ScanTent – quick review (part I)

Posted on 13.3.2020 by TuulaP

We’ve had ScanTent available for evaluation and experimentation for some time in the DH projects. We wanted to see a) what ScanTent could do (or facilitate) b) how it generally could work in helping digitization in different kinds of materials for/by researchers, c) what kind of mobile camera qualities would be sufficient and d) how the process beyond ScanTent would go onwards.

ScanTent in its pouch

Introduction – What is ScanTent?

Scantent is basically as name suggests, it is actually a tiny table-based ‘tent’ (small cloth-covered area) on top of which you can put a mobile phone or a light-weight camera to take pictures of the material within the tent.

Unboxing

As we got one of the early prototypes from the first manufacturing batch, the package contained: a pouch for ScanTent, ScanTent base fabric (black) and cover cloth (white), the support ‘sticks ‘and a battery for the led lights. So it is quite small and light-weight package, that you can easily carry with you.

Setup

There was no leaflet or setup document within the package, but the setup was quite self-evident (with some learning on-the-fly). Sticks go to the corners of the cloth to assembly it to the proper position and then to top part’s camera ‘plate’. Personally, I believe the setup is two-person job, as some hands are required to keep previous sticks in place, while assembling the rest, but anyhow it can be done in few minutes.

It can be done by one person, but caused some noise in the office when some sticks dropped while trying to fix the others to the top part. But after some practice it goes more and more conveniently every time.

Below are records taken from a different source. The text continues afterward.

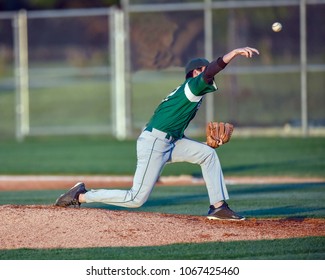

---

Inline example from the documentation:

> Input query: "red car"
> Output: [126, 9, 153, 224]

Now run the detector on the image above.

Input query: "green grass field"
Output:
[0, 137, 325, 260]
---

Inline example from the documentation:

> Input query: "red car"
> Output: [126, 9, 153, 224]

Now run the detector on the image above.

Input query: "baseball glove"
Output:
[206, 122, 234, 149]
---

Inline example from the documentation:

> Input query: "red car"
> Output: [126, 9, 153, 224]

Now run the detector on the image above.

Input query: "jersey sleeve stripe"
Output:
[184, 83, 202, 102]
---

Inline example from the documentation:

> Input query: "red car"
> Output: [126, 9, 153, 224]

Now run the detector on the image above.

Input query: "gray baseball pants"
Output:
[85, 129, 229, 208]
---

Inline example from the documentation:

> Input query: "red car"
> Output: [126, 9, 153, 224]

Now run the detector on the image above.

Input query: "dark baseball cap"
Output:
[185, 58, 210, 75]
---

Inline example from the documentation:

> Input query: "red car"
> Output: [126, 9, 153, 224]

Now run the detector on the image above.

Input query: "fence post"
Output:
[300, 0, 308, 136]
[13, 10, 29, 141]
[110, 9, 127, 140]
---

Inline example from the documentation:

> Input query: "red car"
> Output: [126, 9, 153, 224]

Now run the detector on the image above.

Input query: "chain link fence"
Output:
[0, 0, 325, 139]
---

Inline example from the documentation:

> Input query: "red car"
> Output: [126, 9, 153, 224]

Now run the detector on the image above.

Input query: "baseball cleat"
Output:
[54, 182, 87, 207]
[207, 202, 245, 221]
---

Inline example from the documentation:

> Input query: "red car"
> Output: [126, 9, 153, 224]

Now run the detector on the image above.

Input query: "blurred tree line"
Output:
[0, 0, 120, 11]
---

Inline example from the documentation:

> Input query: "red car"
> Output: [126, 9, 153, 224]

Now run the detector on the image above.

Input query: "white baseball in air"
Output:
[272, 22, 282, 32]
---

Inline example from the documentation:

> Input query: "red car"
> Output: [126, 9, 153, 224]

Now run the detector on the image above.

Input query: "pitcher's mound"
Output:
[0, 205, 325, 249]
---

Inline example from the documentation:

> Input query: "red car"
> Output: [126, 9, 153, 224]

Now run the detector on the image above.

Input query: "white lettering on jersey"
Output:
[184, 83, 202, 102]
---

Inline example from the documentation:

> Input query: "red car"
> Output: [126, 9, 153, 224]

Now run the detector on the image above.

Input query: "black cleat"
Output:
[207, 202, 245, 221]
[54, 182, 87, 207]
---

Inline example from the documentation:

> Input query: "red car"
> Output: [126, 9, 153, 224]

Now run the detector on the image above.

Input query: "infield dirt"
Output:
[0, 176, 325, 249]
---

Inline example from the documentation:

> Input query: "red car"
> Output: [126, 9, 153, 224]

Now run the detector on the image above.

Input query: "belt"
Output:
[144, 126, 176, 142]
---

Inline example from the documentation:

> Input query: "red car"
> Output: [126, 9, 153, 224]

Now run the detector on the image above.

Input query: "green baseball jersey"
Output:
[147, 74, 217, 139]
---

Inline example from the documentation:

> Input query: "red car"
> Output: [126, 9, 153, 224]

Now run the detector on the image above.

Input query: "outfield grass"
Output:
[0, 137, 325, 178]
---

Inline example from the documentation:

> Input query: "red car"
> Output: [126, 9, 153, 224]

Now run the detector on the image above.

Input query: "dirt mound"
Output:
[0, 205, 325, 249]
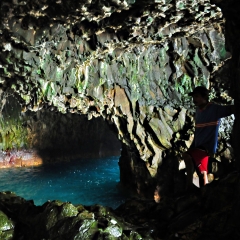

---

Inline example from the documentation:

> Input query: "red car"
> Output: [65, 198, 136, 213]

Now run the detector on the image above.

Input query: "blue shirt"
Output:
[194, 103, 231, 153]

After the tent is set up , one can plug in the led lights to the package-included external battery* and you can start the actual scanning. The led lights are quite light-weight, so be sure that all of them are downwards and not tilted upwards, which can easily happen after the assembly.

ScanTent assembled, battery pack within the tent(*)

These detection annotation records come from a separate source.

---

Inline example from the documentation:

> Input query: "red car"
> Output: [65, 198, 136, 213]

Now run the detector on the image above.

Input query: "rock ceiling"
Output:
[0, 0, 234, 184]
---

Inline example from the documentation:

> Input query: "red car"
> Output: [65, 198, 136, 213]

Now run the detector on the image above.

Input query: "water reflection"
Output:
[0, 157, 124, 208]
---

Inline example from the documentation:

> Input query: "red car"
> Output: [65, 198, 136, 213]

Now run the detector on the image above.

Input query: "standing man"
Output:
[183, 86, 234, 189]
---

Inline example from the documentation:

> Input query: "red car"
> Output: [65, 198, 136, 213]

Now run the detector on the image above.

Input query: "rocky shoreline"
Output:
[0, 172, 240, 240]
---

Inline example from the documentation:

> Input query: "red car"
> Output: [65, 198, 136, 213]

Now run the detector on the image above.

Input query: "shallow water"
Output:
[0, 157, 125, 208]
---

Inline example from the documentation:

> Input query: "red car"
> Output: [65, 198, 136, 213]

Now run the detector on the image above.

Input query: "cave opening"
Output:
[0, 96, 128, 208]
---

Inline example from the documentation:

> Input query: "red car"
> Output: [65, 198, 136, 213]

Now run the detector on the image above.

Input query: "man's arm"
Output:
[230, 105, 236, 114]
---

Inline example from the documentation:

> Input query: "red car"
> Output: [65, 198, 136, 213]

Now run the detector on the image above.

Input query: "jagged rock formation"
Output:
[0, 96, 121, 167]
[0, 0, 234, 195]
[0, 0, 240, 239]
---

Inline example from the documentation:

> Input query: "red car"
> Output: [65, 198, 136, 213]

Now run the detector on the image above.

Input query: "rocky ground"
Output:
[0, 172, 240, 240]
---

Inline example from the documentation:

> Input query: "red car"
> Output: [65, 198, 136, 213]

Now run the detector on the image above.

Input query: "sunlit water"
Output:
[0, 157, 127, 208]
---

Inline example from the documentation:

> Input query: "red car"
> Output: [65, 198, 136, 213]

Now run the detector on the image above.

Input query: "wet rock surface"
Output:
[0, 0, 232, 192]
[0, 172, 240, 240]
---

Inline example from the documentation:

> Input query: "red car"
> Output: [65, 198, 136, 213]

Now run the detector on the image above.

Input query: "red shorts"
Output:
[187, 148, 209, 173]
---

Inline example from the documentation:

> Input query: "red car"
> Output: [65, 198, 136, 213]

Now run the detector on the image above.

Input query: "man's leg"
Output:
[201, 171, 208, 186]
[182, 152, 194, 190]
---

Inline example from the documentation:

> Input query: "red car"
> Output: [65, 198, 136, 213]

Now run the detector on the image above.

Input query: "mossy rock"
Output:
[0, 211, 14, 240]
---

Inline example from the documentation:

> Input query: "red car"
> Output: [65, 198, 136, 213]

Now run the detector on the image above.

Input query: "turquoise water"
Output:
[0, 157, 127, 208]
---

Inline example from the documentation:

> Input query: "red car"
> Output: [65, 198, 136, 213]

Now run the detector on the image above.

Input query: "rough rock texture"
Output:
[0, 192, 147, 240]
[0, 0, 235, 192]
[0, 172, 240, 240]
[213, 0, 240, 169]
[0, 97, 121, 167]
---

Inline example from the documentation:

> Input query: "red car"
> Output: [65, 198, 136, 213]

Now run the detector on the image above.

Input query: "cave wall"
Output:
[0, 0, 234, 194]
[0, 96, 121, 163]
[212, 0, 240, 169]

Quick Experiments of Scanning Different Kinds of Materials

Ephemera and leaflets

Some items we tried with was the ephemera material, which were locally collected during the elections and were easily available. Some concerns in them were the glossiness i.e. there was easily reflections, and varying background colors and fonts.

Books

Second use case was for books. What if there is a exam coming, the study book is the only one in the library and the loan-time is running out, what do you do? Or shortly could one scan a book with help of ScanTent? This was interesting in a sense that gave an opportunity for experimenting “multishot” or illustration series which the DocScan provides. One thing noticed, that in any bigger book, or if there is a tight binding – the challenge was keeping the book open (there was no support for that). Second thing was also keeping an eye that the image taken stays straight while swapping pages. The mobile that you can put on top of the tent is on a flat surface, which has no ‘holds’ so it can very easily tilt or move a bit out of place.

Papers

One sheet papers were in a way the easiest case, just put a paper to within the ScanTent and take the image. But a normal scanner of any kind can do the same also. So depends on what you have available.

An open book within ScanTent

The support sticks are a quite thin, and would have to consider a bit, before putting an expensive system camera on top. There is no cradle for the camera, this version has only a flat surface and accidentally bumped even mobile phone off its intended location for couple of times. Luckily phone dropped only from top of the tent to the table….

After the image scan

In fact, the real magic happens at the phase after the scanning phase. You can utilize ScanTent purely as a ‘stand’ for a mobile phone and be well off. There are even apps already, which can take the image and do OCR on that on-the-fly.

In ScanTent the image to data phase was done with the DocScan application, that is available for Androids and Apple devices. You create an account to the Transkribus platform, login to that account via DocScan app, and then choose to send images for further processing to Transkribus server (to explain it shortly).

Phone screen on top of the ScanTent

But more about that in the following post….

P.S. (*) When taking images for this post also realized that had done couple of error(s) in the 2nd assembly, but this is one of the things one learns after more usage. When assembling ScanTent for the first time, then had to utilize the ScanTent videos online, which gave hints how to do things correctly.

Heldig Summit 2019

Posted on 19.11.2019 by TuulaP

Heldig Digital Humanities Summit 2019 was on 7.11.2019. See here for program and slides: https://www.helsinki.fi/en/helsinki-centre-for-digital-humanities/heldig-digital-humanities-summit-2019 . The day was full of both research infrastructure people and researchers, so it was good place for both parties to learn about novelties in either side.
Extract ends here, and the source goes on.